The Prediction of Protein-Protein Interaction Sites Based on RBF Classifier Improved by SMOTE

Protein-protein interaction sites are the basis of biomolecule interactions, which are widely used in drug target identification and new drug discovery. Traditional site predictors of protein-protein interaction mostly based on unbalanced datasets, the classification results tend to negative class, resulting in a lower predictive accuracy for positive class. A method called RBFIS (radial basis function improved by SMOTE) is presented in the paper to address the problem. The intelligent algorithm SMOTE is used to artificially synthesize the imbalanced datasets of negative sample classes. Simultaneously, KNN algorithm is utilized to interpolate values between the minority class samples to generate new samples, making the sample data tend to balance as much as possible.
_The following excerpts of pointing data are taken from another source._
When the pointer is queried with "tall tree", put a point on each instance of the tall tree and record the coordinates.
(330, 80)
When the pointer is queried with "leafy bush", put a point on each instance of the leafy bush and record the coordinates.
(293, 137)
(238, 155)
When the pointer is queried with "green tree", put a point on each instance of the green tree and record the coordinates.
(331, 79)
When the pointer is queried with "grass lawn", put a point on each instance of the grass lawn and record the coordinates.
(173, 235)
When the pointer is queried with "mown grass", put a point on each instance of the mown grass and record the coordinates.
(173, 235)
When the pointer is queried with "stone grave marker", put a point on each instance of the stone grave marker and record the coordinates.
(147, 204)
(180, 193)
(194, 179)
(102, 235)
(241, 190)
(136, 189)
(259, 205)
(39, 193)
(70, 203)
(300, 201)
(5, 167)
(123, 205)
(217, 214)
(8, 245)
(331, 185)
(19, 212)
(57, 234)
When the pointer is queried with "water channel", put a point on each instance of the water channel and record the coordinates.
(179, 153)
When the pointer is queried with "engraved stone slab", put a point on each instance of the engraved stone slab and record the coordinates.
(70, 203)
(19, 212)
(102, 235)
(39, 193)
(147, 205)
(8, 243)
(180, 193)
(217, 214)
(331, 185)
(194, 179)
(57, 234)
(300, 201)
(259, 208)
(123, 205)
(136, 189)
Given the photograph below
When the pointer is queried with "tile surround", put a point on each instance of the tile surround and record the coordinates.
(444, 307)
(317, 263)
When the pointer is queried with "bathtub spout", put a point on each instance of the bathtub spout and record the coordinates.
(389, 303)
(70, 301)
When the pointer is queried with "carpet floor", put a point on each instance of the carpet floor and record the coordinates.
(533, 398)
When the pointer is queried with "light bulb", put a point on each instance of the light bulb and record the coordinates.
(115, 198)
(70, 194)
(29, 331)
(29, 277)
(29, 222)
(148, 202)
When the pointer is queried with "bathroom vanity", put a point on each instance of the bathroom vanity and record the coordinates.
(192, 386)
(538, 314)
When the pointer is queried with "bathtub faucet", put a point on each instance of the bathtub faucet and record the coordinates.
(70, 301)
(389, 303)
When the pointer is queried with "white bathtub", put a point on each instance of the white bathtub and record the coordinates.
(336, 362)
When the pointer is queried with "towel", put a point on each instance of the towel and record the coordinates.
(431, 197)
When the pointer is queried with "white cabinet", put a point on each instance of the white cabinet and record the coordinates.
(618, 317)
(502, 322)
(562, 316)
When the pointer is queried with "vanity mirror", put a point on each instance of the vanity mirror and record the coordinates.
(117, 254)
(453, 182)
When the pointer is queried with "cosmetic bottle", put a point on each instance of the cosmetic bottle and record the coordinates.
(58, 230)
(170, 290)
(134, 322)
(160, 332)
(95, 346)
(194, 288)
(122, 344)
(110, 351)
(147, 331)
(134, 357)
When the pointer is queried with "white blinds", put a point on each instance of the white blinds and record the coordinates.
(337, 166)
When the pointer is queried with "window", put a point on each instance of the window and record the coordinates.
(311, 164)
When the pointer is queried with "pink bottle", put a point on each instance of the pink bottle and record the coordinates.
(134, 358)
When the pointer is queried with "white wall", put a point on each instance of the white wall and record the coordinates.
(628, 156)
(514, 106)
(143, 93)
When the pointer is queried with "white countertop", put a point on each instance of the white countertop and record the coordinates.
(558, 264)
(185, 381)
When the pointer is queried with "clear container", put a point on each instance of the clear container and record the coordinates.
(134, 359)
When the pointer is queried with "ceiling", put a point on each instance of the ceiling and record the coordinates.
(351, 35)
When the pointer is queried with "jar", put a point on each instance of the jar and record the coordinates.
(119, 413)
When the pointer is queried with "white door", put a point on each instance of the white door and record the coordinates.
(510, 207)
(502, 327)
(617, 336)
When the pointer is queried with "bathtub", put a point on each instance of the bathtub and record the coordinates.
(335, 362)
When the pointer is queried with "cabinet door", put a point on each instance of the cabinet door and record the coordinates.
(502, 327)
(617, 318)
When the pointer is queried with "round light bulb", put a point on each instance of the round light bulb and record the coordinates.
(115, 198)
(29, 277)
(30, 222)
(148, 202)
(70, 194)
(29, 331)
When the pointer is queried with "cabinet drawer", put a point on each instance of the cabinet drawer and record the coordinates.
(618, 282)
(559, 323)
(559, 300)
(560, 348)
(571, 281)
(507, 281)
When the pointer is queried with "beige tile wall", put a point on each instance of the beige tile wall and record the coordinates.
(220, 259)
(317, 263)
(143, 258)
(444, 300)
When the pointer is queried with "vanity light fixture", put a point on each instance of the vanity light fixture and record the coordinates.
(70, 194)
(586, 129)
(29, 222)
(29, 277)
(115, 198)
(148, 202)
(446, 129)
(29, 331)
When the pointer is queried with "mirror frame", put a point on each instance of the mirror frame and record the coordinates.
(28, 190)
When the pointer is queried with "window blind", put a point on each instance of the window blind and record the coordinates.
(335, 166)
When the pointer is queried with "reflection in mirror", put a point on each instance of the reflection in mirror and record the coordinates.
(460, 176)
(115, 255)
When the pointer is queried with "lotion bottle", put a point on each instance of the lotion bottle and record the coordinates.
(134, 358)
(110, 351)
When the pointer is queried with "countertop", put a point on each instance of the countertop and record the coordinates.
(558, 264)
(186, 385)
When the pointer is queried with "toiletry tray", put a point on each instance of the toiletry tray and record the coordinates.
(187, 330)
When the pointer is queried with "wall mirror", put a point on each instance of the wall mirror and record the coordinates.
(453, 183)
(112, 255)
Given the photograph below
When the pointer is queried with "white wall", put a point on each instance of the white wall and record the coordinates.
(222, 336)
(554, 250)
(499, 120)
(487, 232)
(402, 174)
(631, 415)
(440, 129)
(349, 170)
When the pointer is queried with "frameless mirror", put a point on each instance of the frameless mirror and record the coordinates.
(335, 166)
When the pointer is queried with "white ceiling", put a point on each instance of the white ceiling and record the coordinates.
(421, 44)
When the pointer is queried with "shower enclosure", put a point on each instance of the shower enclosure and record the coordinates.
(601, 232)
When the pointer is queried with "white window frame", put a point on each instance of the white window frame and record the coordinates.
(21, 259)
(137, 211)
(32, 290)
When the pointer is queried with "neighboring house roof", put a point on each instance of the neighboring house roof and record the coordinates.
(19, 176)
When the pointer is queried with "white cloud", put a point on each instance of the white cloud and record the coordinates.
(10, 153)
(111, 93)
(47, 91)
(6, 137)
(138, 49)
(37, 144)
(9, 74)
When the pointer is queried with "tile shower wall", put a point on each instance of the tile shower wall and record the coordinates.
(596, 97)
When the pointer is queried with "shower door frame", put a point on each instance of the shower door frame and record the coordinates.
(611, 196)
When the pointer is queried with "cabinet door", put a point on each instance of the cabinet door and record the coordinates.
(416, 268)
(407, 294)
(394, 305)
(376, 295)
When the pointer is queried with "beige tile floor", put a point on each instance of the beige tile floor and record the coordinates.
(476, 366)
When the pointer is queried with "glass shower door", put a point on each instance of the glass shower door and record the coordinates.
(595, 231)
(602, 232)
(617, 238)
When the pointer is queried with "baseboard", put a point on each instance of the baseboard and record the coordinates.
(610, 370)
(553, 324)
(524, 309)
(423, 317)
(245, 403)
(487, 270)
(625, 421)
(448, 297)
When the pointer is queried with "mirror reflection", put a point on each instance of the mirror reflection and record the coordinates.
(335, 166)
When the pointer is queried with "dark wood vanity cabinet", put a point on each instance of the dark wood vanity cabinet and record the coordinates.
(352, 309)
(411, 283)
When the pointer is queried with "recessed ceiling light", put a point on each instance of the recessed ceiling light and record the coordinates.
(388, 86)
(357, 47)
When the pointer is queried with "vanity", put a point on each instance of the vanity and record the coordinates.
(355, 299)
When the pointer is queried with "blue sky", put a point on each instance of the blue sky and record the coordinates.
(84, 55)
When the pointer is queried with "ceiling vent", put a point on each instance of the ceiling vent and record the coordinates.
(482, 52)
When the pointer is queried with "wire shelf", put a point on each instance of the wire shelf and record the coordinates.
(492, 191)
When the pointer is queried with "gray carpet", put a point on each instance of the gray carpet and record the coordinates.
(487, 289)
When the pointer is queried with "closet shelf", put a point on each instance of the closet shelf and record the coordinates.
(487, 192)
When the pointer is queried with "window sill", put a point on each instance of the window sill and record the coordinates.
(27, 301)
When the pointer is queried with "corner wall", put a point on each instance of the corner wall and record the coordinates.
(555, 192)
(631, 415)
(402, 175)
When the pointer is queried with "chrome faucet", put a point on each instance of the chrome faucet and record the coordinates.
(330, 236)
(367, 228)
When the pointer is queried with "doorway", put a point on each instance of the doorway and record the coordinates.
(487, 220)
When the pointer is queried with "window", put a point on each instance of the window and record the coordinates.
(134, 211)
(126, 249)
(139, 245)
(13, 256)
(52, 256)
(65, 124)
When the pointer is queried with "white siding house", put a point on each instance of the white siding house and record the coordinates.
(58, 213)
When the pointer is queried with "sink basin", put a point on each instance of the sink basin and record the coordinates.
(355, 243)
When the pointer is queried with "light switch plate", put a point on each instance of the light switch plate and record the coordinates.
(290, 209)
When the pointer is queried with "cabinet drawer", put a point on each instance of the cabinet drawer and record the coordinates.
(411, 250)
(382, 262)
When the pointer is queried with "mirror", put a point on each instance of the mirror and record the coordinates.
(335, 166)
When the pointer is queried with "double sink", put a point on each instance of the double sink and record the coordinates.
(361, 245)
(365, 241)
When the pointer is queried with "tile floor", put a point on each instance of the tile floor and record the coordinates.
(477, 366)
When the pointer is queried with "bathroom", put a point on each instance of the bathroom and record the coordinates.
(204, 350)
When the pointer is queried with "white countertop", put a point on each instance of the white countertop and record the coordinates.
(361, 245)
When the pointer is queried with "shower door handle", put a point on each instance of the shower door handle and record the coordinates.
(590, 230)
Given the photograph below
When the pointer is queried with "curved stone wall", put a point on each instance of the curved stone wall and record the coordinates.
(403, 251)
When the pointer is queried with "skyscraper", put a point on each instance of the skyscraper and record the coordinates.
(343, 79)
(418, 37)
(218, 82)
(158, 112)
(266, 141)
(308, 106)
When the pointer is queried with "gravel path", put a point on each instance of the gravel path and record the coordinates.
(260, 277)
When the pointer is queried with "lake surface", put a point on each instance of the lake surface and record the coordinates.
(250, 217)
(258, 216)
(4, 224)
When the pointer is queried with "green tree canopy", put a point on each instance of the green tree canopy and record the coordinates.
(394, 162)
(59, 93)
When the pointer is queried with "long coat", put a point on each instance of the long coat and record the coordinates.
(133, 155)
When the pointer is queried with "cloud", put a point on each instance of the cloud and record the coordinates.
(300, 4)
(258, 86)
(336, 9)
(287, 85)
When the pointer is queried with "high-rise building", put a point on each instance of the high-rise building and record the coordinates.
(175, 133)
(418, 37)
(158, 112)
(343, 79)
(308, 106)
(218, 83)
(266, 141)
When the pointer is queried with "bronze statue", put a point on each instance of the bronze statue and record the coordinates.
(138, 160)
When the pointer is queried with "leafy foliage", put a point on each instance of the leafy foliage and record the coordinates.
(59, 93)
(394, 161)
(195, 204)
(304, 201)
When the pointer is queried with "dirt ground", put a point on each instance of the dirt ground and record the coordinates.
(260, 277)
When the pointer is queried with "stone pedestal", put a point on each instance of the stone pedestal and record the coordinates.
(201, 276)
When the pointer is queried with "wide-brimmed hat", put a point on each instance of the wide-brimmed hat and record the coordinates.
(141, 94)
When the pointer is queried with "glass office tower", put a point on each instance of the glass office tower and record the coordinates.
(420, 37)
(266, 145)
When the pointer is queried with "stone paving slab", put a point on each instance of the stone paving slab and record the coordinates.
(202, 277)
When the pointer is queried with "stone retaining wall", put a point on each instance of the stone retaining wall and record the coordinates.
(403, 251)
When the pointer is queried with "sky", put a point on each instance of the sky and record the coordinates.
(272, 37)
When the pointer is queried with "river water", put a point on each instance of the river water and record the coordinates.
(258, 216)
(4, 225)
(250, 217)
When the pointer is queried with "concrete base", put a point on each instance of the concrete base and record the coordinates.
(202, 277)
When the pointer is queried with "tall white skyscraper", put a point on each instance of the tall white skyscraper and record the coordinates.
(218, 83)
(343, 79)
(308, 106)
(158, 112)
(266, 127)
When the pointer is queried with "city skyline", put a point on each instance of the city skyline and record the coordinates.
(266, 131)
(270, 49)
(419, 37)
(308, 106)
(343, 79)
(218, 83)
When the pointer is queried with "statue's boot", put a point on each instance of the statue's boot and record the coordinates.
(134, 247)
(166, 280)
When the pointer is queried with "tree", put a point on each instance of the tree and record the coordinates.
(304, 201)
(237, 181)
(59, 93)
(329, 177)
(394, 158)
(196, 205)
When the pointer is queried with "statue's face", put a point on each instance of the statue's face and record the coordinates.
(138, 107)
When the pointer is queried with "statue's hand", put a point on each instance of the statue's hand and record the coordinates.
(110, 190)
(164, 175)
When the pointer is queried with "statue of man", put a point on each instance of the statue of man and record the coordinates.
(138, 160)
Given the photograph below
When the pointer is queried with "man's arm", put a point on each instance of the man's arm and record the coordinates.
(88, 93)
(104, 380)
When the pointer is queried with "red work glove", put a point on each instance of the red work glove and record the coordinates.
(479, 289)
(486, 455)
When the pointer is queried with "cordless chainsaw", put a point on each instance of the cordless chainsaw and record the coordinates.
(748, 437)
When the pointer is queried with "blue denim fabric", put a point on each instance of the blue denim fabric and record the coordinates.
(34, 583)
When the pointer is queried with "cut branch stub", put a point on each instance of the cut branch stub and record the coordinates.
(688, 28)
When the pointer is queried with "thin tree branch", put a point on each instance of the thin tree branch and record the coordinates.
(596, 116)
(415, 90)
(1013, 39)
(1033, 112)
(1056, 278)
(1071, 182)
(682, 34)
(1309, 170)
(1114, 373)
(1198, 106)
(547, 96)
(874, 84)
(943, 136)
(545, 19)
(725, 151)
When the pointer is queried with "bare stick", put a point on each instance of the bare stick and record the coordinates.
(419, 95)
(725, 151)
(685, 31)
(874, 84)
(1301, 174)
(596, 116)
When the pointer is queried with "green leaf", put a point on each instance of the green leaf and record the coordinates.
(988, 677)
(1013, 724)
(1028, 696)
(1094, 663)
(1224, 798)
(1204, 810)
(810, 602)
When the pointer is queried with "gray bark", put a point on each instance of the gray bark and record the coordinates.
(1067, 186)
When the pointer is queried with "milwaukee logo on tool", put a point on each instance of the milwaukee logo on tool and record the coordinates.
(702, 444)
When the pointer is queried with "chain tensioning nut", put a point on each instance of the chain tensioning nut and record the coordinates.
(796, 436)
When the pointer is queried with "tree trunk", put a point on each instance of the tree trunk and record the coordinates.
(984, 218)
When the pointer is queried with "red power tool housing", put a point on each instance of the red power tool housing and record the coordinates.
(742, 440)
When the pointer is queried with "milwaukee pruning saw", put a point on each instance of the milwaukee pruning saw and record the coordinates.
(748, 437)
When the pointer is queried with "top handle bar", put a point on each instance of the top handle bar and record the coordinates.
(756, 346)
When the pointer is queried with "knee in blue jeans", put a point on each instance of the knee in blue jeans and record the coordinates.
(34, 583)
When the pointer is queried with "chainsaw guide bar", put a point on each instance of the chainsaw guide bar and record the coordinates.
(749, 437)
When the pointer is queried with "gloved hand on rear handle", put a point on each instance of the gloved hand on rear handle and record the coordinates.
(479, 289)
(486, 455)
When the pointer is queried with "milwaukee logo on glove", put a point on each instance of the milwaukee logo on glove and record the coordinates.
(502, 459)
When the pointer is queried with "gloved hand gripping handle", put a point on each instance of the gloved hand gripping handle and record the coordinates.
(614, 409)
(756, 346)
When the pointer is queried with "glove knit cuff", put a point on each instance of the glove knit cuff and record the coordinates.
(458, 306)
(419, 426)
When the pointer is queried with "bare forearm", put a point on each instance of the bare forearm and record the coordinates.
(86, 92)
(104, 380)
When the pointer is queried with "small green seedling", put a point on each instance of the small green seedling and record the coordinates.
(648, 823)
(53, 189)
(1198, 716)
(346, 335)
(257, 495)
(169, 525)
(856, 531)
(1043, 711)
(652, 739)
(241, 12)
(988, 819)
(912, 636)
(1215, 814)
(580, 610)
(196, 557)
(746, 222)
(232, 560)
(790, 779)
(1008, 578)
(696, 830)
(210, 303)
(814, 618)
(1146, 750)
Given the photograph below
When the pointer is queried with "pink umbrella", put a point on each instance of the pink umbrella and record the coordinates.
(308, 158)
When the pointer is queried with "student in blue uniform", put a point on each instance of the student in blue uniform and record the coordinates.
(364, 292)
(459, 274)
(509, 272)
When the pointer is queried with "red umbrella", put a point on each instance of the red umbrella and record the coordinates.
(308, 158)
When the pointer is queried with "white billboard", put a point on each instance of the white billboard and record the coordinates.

Then, RBF classifier is used to construct the site predictor of protein-protein interaction based on the processed quasi-equilibrium sample sets. The results of experiments indicated that the method had an improvement on recall and f-measure of positive class compared with traditional methods by 12% and 25%. Moreover, many rounds of experiments were performed for different combinations of features. It was observed that the key combination of different multiple features can better efficiently improve the prediction performance. In conclusion, the studies we have performed show that the proposed method is better for dealing with the imbalanced protein interaction sites.